This is certainly a fair point.
However, my concern here is that the configure/build system is an
entire sub-system in itself -- it's rather large and complex, which
means that it can have plenty of bugs in itself. For example, the
current configure/build system is approximately 20,000+ lines of code.
The thought of creating and maintaining two sub-systems of this size
that perform roughly the same functionality is daunting, to say the
least.
On Nov 22, 2004, at 12:04 PM, Bussoletti, John E wrote:
> Jeff,
>
> It seems you have two problems that your trying to address with a
> single
> solution.
>
> On the one hand, for the development process, you want fast builds. On
> the other hand you want universal ability to build LAM on a wide
> variety
> of systems.
>
> Why insist on a single answer to two problems? It seems to me that you
> could use cmake etc internally and, prior to a release, revert back to
> the more-widely available toolset automake, autoconf etc.
>
> John Bussoletti
>
>
> -----Original Message-----
> From: Jeff Squyres [mailto:jsquyres_at_[hidden]]
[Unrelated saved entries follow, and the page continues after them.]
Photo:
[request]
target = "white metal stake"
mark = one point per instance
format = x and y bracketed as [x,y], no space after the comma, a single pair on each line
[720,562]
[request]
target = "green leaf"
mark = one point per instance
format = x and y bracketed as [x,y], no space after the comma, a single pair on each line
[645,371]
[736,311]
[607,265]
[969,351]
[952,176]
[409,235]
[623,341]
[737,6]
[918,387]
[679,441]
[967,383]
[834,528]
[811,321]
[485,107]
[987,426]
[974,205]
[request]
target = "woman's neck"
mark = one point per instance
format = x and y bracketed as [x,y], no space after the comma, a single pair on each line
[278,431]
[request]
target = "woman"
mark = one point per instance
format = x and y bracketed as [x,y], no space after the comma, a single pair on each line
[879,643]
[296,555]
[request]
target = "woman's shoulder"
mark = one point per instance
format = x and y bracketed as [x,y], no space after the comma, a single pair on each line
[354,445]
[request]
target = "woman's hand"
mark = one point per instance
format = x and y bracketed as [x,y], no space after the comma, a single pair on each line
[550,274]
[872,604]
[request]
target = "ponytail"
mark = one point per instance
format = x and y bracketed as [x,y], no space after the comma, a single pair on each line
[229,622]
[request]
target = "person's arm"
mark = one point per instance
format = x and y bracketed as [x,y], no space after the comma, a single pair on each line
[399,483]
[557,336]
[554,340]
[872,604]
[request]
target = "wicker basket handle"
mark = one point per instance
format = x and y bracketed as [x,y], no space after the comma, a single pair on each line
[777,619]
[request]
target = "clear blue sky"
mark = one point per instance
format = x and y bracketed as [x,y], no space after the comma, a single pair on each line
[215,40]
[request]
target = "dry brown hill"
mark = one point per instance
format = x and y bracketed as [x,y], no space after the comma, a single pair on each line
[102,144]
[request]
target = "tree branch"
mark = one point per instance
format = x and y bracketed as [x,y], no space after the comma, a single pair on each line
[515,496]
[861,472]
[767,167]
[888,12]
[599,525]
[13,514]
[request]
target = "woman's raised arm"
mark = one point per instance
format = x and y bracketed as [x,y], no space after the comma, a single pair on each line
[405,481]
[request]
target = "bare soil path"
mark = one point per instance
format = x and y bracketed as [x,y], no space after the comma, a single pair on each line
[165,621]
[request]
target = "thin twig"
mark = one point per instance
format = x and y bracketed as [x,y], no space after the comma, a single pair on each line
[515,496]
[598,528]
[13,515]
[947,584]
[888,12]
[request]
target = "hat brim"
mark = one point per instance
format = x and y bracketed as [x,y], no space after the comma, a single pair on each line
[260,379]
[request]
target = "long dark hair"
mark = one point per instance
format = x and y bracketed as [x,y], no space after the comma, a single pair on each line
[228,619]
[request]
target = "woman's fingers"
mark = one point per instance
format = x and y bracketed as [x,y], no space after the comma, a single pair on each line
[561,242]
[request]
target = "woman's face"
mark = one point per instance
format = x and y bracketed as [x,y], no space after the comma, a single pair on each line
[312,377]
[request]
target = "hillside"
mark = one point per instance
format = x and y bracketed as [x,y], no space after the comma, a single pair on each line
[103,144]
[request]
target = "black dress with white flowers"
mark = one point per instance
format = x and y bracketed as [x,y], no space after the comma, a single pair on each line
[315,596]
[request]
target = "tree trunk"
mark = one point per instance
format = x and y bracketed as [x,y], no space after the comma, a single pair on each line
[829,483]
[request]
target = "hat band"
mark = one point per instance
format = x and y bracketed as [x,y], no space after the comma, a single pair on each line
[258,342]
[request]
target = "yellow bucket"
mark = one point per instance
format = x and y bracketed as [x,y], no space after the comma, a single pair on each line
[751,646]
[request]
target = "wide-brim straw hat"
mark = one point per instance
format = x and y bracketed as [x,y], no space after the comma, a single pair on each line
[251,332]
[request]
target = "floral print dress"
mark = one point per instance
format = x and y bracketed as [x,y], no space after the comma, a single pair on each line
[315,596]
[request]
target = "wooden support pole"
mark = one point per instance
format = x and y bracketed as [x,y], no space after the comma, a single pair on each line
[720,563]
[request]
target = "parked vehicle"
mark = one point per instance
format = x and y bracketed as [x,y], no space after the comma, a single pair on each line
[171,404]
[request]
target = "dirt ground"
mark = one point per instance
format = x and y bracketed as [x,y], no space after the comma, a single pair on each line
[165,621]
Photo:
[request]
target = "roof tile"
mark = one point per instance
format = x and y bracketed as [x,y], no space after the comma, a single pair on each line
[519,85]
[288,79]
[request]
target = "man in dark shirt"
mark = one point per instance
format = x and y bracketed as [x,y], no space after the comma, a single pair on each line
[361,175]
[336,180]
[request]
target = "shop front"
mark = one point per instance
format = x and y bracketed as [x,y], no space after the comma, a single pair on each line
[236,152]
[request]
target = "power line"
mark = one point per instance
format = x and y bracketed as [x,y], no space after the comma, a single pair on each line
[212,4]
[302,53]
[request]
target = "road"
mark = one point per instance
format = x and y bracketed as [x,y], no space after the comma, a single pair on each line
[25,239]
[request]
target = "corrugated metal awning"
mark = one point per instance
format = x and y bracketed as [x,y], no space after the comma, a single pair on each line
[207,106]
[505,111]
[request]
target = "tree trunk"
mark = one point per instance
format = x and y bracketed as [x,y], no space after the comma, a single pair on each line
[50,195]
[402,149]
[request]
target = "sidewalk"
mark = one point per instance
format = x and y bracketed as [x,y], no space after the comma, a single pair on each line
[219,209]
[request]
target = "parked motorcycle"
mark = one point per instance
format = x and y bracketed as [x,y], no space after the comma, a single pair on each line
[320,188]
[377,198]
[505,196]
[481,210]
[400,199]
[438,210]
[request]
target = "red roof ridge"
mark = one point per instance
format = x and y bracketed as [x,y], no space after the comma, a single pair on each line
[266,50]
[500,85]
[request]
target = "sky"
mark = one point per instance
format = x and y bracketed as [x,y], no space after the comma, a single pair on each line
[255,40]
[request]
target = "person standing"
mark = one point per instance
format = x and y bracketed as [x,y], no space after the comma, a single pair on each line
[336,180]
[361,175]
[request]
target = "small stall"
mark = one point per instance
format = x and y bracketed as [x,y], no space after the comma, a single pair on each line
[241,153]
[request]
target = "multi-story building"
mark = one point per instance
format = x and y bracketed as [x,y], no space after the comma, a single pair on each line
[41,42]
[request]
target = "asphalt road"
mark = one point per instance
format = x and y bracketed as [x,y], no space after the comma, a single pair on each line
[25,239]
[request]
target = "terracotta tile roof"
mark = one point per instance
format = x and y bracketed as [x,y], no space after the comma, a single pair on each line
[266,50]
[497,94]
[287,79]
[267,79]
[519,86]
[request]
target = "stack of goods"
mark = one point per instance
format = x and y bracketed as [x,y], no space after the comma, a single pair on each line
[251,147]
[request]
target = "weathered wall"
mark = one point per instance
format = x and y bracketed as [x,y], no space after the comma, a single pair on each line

> Sent: Sunday, November 21, 2004 6:30 AM
> To: General LAM/MPI mailing list
> Subject: Re: LAM: Poll for LAM users
>
>
> A few people have rightfully pointed out to me in off-list e-mails two
> main themes that I should be more clear about:
>
> 1. I am NOT trying to bash libtool. I"m actually quite a strong
> proponent of AC/AM/LT (indeed, I just donated code to LT about the
> Portland compilers the other day). More importantly, Libtool is NOT
> the only bottleneck in our build process -- it's just an easy one to
> talk about. The post that I replied to specifically referred to the
> build time, so the libtool bottleneck was an easy thing to reply about.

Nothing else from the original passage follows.